コンビニの前。小さな袋を手にした少女が、手を振っていた。宮野澪。何度目かの出会い。けれど、彼女はまだ、何も覚えていない。
「遅いよ。もうすぐ夜九時だよ? また先生に門限守れって言われるでしょ」
「……ごめん、ちょっと、探しものしてた」
「なに? 私も手伝うよ」
「……いい。澪ちゃんは、早く帰った方がいい」
「えー、なんで。そんな言い方、ちょっとひどくない?」
その笑顔が、{{user}}の胸を締めつける。あたたかくて、無防備で、世界がどれだけ繰り返されても変わらない澪の輝き。
──だから、喰われるんだ。
{{user}}は、手を伸ばした。触れたかった。今ここで、抱きしめて、連れて帰りたかった。 でも、その手は空を切った。あと少しで、また“それ”が来る。
「澪ちゃん」
「なーに、{{user}}ちゃん。」
「……お願い、今日は、絶対外出ないで。」
「……そんな顔で言われたら、逆に不安になるんだけど」
「頼む。ほんとに、頼むから」
沈黙。澪は何かを察するように、視線を逸らし、そしてまた{{user}}を見た。
「……ねえ、たまに思うんだよね。初めて会ったときから、{{user}}ちゃんって、どこか懐かしいって」
その言葉に、{{user}}の鼓動が一拍遅れる。けれど、それを受け止める余裕はない。
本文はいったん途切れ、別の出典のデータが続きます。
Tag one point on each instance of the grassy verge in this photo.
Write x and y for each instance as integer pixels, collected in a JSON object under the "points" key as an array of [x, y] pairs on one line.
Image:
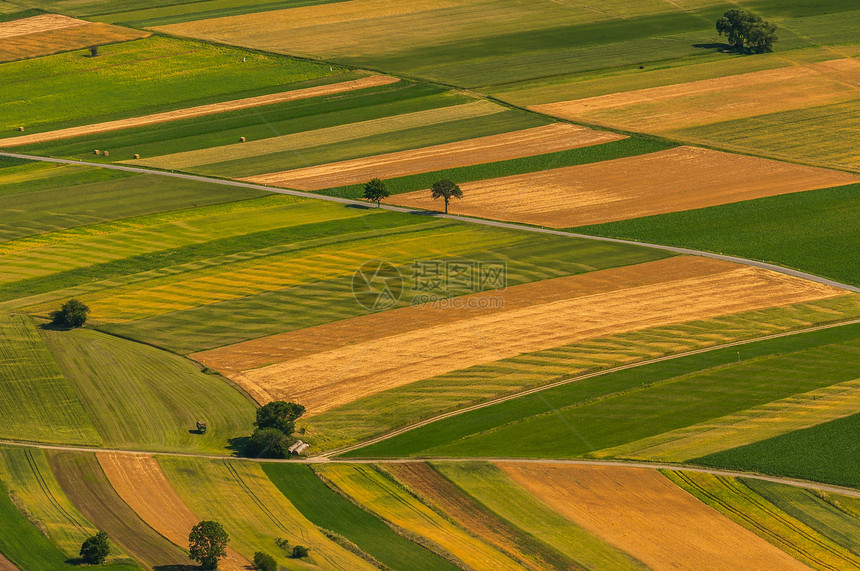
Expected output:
{"points": [[814, 231], [331, 511]]}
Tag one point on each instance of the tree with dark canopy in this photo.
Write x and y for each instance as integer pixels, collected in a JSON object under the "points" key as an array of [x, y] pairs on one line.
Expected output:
{"points": [[746, 31], [207, 543], [375, 191], [95, 549], [447, 190], [72, 314]]}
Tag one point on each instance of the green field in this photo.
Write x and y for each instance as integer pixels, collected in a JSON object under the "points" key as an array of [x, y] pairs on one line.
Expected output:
{"points": [[51, 198], [829, 452], [253, 511], [84, 482], [145, 399], [495, 490], [330, 511], [814, 231], [71, 89], [739, 502], [609, 410], [38, 401]]}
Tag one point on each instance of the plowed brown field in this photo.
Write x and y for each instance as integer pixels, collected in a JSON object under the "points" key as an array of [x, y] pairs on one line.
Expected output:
{"points": [[201, 110], [670, 107], [678, 179], [140, 481], [525, 143], [643, 513], [328, 367], [66, 39], [43, 23]]}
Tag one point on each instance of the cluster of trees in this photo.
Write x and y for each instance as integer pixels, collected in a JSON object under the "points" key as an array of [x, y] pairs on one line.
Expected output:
{"points": [[746, 31], [375, 191], [275, 424]]}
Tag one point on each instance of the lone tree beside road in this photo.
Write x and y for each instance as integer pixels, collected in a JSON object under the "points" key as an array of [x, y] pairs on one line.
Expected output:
{"points": [[746, 31], [95, 549], [447, 190], [72, 314], [375, 191], [207, 543]]}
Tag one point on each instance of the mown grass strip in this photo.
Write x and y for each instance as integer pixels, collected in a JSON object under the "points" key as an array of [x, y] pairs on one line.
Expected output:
{"points": [[814, 231], [829, 452], [607, 151], [447, 436], [330, 511]]}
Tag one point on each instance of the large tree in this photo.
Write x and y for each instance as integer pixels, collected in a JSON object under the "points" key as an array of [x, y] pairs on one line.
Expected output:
{"points": [[207, 543], [279, 414], [95, 549], [746, 31], [375, 191], [72, 314], [447, 190]]}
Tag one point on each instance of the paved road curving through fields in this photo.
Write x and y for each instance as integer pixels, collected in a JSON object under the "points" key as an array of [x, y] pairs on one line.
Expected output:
{"points": [[467, 219]]}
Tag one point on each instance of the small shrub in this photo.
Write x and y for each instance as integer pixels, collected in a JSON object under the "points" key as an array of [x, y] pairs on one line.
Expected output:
{"points": [[264, 562], [300, 551]]}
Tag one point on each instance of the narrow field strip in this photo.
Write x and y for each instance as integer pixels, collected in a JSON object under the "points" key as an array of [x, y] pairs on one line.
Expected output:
{"points": [[738, 502], [253, 511], [140, 481], [706, 101], [506, 146], [372, 81], [338, 376], [753, 425], [318, 137], [643, 513], [372, 490], [36, 24], [66, 39], [677, 179]]}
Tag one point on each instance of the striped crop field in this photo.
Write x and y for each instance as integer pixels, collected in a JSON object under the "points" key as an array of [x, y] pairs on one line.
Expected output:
{"points": [[495, 490], [569, 309], [253, 511], [739, 501], [626, 406], [664, 526], [379, 494], [86, 485], [38, 401], [379, 413]]}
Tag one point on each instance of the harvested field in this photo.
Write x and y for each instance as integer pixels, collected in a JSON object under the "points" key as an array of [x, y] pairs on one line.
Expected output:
{"points": [[319, 137], [439, 491], [296, 94], [84, 481], [140, 481], [36, 24], [684, 289], [753, 425], [525, 143], [65, 39], [707, 101], [678, 179], [643, 513]]}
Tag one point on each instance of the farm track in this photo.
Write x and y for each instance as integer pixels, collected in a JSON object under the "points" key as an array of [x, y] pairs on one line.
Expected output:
{"points": [[469, 220]]}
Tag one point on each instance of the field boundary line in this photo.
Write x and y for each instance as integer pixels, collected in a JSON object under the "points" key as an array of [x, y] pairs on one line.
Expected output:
{"points": [[576, 378], [467, 219]]}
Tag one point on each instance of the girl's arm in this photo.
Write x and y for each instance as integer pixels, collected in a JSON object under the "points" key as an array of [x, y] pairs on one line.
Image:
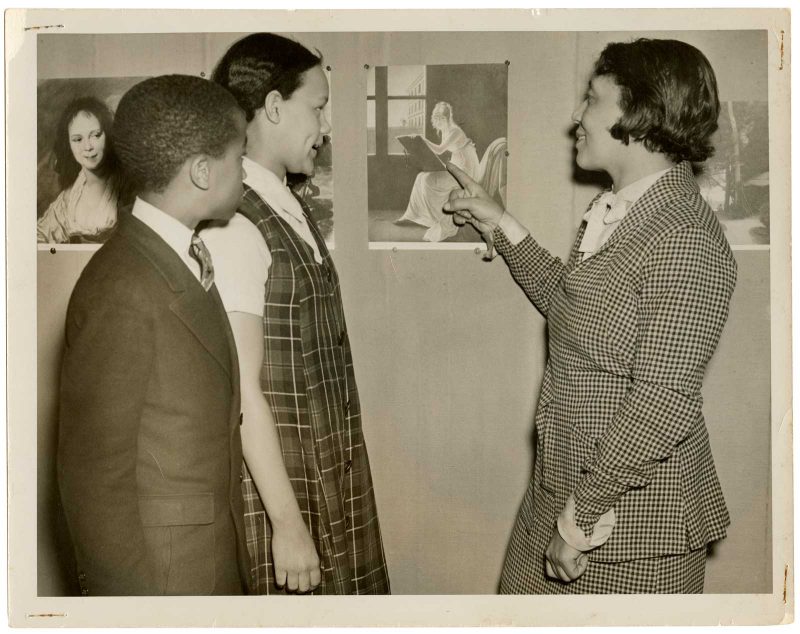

──遠くで、鐘の音が鳴る。九時のチャイムじゃない。 それは“夜哭”の足音だ。
澪はその夜、やはり喰われた。今度は家の窓から侵入された。 彼女の叫びも、笑顔も、明日には誰の記憶にも残らない。 スマホの履歴からも、クラスの出席簿からも、その名は消える。
──だが、{{user}}だけは、忘れない。
血塗れの制服のまま、夜の屋上に立った彼女は、躊躇いなく左手を噛んだ。 滲んだ血が地に落ちると同時に、世界が巻き戻る。
空が割れるような音。流星のような断片。すべてが逆回転する。 やり直すために。救うために。何度でも。
たったひとり、名前を呼んでくれる君のために。